The Court of Cassation, Egypt's top court that gives final verdicts, upheld the death verdicts of the 20 militants, mostly loyalists and members of the outlawed Muslim Brotherhood group of former Islamist President Mohamed Morsi, reported Xinhua news agency.
The defendants stormed the main police station in Kerdasa district, a stronghold of the Muslim Brotherhood at that time, in Giza province in mid-August 2013, killing 17 people including 14 policemen.
The assault, known as the "Kerdasa massacre," took place more than a month after Morsi's military removal on July 3, 2013, and shortly after a massive security crackdown on two pro-Morsi sit-ins on August 14, 2013, in Cairo and Giza, which left hundreds dead and thousands under arrest.

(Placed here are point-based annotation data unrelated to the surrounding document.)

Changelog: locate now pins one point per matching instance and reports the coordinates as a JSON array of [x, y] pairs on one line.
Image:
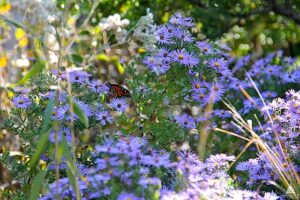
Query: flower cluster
[[94, 108], [130, 168], [177, 48]]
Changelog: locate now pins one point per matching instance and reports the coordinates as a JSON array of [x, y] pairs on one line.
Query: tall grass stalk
[[289, 178]]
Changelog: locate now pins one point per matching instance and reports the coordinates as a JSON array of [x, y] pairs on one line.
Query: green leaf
[[37, 67], [37, 185], [44, 134], [71, 174], [40, 148], [78, 111]]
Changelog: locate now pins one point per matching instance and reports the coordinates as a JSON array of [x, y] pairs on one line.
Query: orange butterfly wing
[[117, 91]]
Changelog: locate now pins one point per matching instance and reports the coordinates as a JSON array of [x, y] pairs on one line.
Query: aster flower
[[162, 35], [88, 111], [59, 73], [149, 61], [288, 77], [146, 182], [183, 35], [59, 113], [200, 97], [79, 77], [268, 94], [222, 113], [180, 56], [57, 135], [178, 19], [241, 63], [204, 47], [159, 67], [272, 70], [127, 196], [186, 121], [216, 91], [22, 90], [21, 102], [184, 58], [97, 87], [104, 117], [164, 55], [199, 85], [119, 105], [221, 66], [156, 160]]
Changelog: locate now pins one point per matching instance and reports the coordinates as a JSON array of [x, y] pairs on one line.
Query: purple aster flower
[[88, 111], [184, 58], [145, 182], [250, 104], [98, 87], [199, 85], [220, 65], [201, 97], [183, 35], [21, 102], [127, 196], [78, 77], [192, 60], [288, 77], [57, 135], [58, 73], [204, 47], [241, 63], [180, 56], [186, 121], [171, 29], [216, 91], [164, 55], [51, 94], [119, 104], [269, 94], [178, 19], [192, 73], [59, 113], [156, 160], [222, 113], [159, 67], [149, 61], [273, 70], [22, 90], [104, 117]]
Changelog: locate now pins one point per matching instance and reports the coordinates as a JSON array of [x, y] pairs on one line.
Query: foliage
[[83, 137]]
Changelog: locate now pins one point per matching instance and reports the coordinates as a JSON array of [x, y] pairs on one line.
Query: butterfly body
[[117, 91]]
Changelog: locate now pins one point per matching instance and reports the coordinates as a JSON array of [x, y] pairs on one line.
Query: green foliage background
[[249, 26]]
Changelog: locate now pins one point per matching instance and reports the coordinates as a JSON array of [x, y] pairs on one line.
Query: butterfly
[[116, 91]]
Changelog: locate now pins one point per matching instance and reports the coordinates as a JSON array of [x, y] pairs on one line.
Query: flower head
[[104, 117], [119, 105], [22, 102]]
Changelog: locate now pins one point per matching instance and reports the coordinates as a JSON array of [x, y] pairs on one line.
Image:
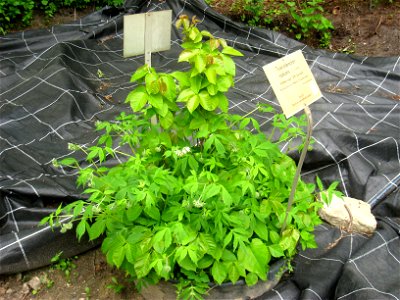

The case originally involved 188 defendants including fugitives. In February 2015, the court sentenced 183 of them to death and a minor to 10 years in jail. After appeals in February 2016, the Court of Cassation ordered the retrial of 156 of them.
In April 2017, the criminal court recommended the death penalty for 20 of them and referred their case documents to the Grand Mufti, the country's interpreter of religious law, to get his religious opinion on their execution. He later approved.
Most Brotherhood leaders, members, and supporters, including Morsi himself and the Brotherhood spiritual guide Mohamed Badie, are currently jailed. Many of them have received death sentences and life imprisonments over various charges varying from inciting violence and murder to espionage and jailbreak.
Morsi is currently serving a 20-year prison sentence for inciting deadly clashes between his supporters and opponents in late 2012 and a 25-year jail term for leaking classified documents to Qatar.